# Qwen3.5 Fine-tuning Guide

You can now fine-tune [Qwen3.5](/docs/models/qwen3.5.md) model family (0.8B, 2B, 4B, 9B, 27B, 35B‑A3B, 122B‑A10B) with [**Unsloth**](https://github.com/unslothai/unsloth). Support includes both [vision](/docs/models/qwen3.5/fine-tune.md#vision-fine-tuning), text and [RL](#reinforcement-learning-rl) fine-tuning. **Qwen3.5‑35B‑A3B** - bf16 LoRA works on **74GB VRAM.**

* Unsloth makes Qwen3.5 train **1.5× faster** and uses **50% less VRAM** than FA2 setups.
* Qwen3.5 bf16 LoRA VRAM use: **0.8B**: 3GB • **2B**: 5GB • **4B**: 10GB • **9B**: 22GB • **27B**: 56GB
* Fine-tune **0.8B**, **2B** and **4B** bf16 LoRA via our **free** **Google Colab notebooks**:

| [Qwen3.5-**0.8B**](https://colab.research.google.com/github/unslothai/notebooks/blob/main/nb/Qwen3_5_\(0_8B\)_Vision.ipynb) | [Qwen3.5-**2B**](https://colab.research.google.com/github/unslothai/notebooks/blob/main/nb/Qwen3_5_\(2B\)_Vision.ipynb) | [Qwen3.5-**4B**](https://colab.research.google.com/github/unslothai/notebooks/blob/main/nb/Qwen3_5_\(4B\)_Vision.ipynb) | [Qwen3.5-4B **GRPO**](https://colab.research.google.com/github/unslothai/notebooks/blob/main/nb/Qwen3_5_\(4B\)_Vision_GRPO.ipynb) |
| --------------------------------------------------------------------------------------------------------------------------- | ----------------------------------------------------------------------------------------------------------------------- | ----------------------------------------------------------------------------------------------------------------------- | --------------------------------------------------------------------------------------------------------------------------------- |

* If you want to **preserve reasoning** ability, you can mix reasoning-style examples with direct answers (keep a minimum of 75% reasoning).
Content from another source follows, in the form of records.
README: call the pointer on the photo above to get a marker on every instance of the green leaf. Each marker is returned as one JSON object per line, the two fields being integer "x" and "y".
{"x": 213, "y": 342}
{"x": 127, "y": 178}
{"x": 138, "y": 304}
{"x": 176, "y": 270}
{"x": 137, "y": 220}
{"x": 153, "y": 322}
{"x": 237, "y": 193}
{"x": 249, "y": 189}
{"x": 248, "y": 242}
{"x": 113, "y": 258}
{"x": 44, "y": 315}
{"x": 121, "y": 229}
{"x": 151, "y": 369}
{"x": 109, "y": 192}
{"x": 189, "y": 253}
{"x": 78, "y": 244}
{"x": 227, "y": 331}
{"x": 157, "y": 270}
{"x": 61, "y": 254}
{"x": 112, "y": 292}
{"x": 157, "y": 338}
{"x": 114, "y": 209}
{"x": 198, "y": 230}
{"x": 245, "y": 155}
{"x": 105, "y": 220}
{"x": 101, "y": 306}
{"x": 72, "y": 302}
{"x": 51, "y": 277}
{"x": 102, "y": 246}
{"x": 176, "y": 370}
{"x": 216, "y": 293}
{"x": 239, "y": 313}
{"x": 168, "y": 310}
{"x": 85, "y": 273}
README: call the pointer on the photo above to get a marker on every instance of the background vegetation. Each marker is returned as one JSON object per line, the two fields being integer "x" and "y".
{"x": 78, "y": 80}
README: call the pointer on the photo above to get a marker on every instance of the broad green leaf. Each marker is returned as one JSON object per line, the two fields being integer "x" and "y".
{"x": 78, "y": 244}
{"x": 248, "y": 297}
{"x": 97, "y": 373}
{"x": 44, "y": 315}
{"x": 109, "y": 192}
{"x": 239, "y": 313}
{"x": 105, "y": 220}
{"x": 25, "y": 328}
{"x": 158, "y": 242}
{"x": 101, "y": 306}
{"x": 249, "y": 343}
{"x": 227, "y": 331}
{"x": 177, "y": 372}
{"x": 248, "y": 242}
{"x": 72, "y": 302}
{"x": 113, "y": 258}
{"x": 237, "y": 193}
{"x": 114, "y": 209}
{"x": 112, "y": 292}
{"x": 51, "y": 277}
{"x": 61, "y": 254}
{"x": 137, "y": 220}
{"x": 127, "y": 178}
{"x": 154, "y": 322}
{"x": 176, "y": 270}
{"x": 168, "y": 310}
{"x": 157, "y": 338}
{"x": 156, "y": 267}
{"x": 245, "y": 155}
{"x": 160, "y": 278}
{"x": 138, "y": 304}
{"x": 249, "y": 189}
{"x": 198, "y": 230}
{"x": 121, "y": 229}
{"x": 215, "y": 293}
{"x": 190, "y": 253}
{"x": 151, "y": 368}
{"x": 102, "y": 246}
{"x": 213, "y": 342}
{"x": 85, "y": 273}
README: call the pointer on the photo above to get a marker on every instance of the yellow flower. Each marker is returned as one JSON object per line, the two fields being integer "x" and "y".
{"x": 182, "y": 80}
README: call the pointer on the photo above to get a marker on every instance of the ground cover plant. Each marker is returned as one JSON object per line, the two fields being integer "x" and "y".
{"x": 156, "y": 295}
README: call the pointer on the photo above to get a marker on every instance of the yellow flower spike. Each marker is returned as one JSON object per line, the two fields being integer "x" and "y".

Otherwise you can emit it fully.
* **Full fine-tuning (FFT)** works as well. Note it will use 4x more VRAM.
* Qwen3.5 is powerful for multilingual fine-tuning as it supports 201 languages.
* After fine-tuning, you can export to [GGUF](#saving-export-your-fine-tuned-model) (for llama.cpp/Ollama/etc.) or [vLLM](#saving-export-your-fine-tuned-model)
* [Reinforcement Learning](/docs/get-started/reinforcement-learning-rl-guide.md) (RL) for Qwen3.5 [VLM RL](/docs/get-started/reinforcement-learning-rl-guide/vision-reinforcement-learning-vlm-rl.md) also works via Unsloth inference.
* We have **A100** Colab notebooks for [Qwen3.5‑27B](https://colab.research.google.com/github/unslothai/notebooks/blob/main/nb/Qwen_3_5_27B_A100\(80GB\).ipynb) and [Qwen3.5‑35B‑A3B](https://colab.research.google.com/github/unslothai/notebooks/blob/main/nb/Qwen3_5_MoE.ipynb).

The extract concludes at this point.